Un grand domaine paysan

Veuve de marin, Marie Hiriart est déjà "maîtresse ancienne et foncière" de la maison voisine d'Hirigoyenea dont sa fille aînée est l'héritière et la "maîtresse jeune". C'est au nom de son fils cadet Saubat Sougarret, charpentier de marine et absent en mer, qu'elle a acheté pour 5 000 livres Haranederrea, propriété jusqu'alors affermée de Marc Antoine Duvignault, écuyer et seigneur du Chiron près de La Rochelle69.

On connaît moins bien les circonstances dans lesquelles le fils de Saubat Sougarret et son épouse Domindigna Yanots ont pu s'approprier par la suite, de 1795 à 1820, les quatre petites exploitations contiguës de Sarrola, Gainecoetchea, Halchua, et enfin Manchotenborda. Mais en 1832, à l'établissement du premier cadastre, leur propriété a atteint avec ses 18 hectares le premier rang des propriétés paysannes de la commune, dans laquelle seuls trois domaines appartenant à des propriétaires rentiers dépassent 20 hectares. Elle compte alors quatorze hectares de cultures, dont neuf de labours, répartis en cinq exploitations d'inégale importance : Haranederrea, en faire-valoir direct, et ses quatre métairies.

Il semble que la propriété ait alors atteint un seuil. La génération suivante affiche le statut social de la maison en faisant construire en 1844, à côté de l'ancienne habitation de bois et torchis, une maison de maître en pierre de style navarrais précédée d'un imposant perron et séparée des bâtiments d'exploitation. Mais la politique d'acquisitions foncières connaît une pause de quarante ans. Elle ne reprend que dans les années 1860 : à la faveur de la vente des communaux, Haranederrea achète entre 1865 et 1892 plus de vingt hectares de bois et de pâtures.
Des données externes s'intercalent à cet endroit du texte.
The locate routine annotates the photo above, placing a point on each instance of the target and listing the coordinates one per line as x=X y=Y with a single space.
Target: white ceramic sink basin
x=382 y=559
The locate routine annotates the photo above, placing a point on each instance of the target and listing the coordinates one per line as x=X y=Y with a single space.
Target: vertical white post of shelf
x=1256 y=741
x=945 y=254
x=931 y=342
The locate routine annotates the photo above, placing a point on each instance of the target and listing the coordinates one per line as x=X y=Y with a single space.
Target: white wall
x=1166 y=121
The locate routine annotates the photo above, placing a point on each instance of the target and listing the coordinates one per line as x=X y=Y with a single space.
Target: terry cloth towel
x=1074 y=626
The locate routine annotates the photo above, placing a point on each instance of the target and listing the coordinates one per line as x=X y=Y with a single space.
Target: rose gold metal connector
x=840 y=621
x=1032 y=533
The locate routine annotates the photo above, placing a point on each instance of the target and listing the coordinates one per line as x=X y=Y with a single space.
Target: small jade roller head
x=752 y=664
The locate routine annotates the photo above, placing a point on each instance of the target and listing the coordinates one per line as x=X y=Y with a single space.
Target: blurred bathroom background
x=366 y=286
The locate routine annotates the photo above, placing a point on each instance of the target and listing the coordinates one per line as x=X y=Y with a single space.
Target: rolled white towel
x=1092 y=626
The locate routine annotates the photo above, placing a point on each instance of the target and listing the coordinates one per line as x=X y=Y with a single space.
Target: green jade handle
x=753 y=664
La propriété atteint alors une quarantaine d'hectares, et garde cette superficie jusqu'en 194070.

Cette seconde phase d'expansion ne se traduit pas toutefois par un agrandissement de l'exploitation : elle comprenait déjà d'importantes dépendances dans les communaux, qui ne faisaient pas partie de la propriété, mais dont font toujours mention les actes notariés. En 1853, Haranederrea fait partie des trois exploitations payant la taxe la plus élevée sur les pâtures communales, où elle possède des granges et des bergeries et entretient un important troupeau d'ovins. Elle est aussi en 1854 au premier rang des exploitations d'Ascain avec 1 740 arbres plantés sur les communaux, que complète une pépinière dans la propriété71. Il faut donc considérer l'achat des communaux comme une simple transformation du statut juridique de ces terres déjà exploitées : en un siècle, l'exploitation n'a en fait gagné que 55 ares de labour achetés à des voisins en 185972.

Notes
69.

Archives privées : contrat de ferme du 27 décembre 1748 (Grangent notaire). Vente du 4 avril 1754 (Duhalde notaire). Requête du 11 octobre 1757 (Detcherry notaire).

L'acte de prise de possession est publié in extenso en annexe (1).

70.

Arch. com. Ascain : matrices cadastrales de 1832 et 1914.

Alfred Lassus, "Les anciennes maisons d'Ascain", Ascain, Ekaïna, Saint-Jean-de-Luz, 1991, pp. 79-133.

71.

Arch. com. Ascain : registres des délibérations municipales. Taxe sur les communaux : rôle des taxes à payer par les habitants, chefs de maisons, pour jouissance des communaux, établi selon le profit de chacun (exercice 1853). Contribution communale des arbres : état des taxes à payer par les habitants, chefs de maisons, pour tenir lieu du prix de location des terrains communaux sur lesquels ils ont planté des arbres (exercice 1854).

72.

Arch. dép. Pyrénées Atlantiques III-E 15608 : vente du 7 juin 1859.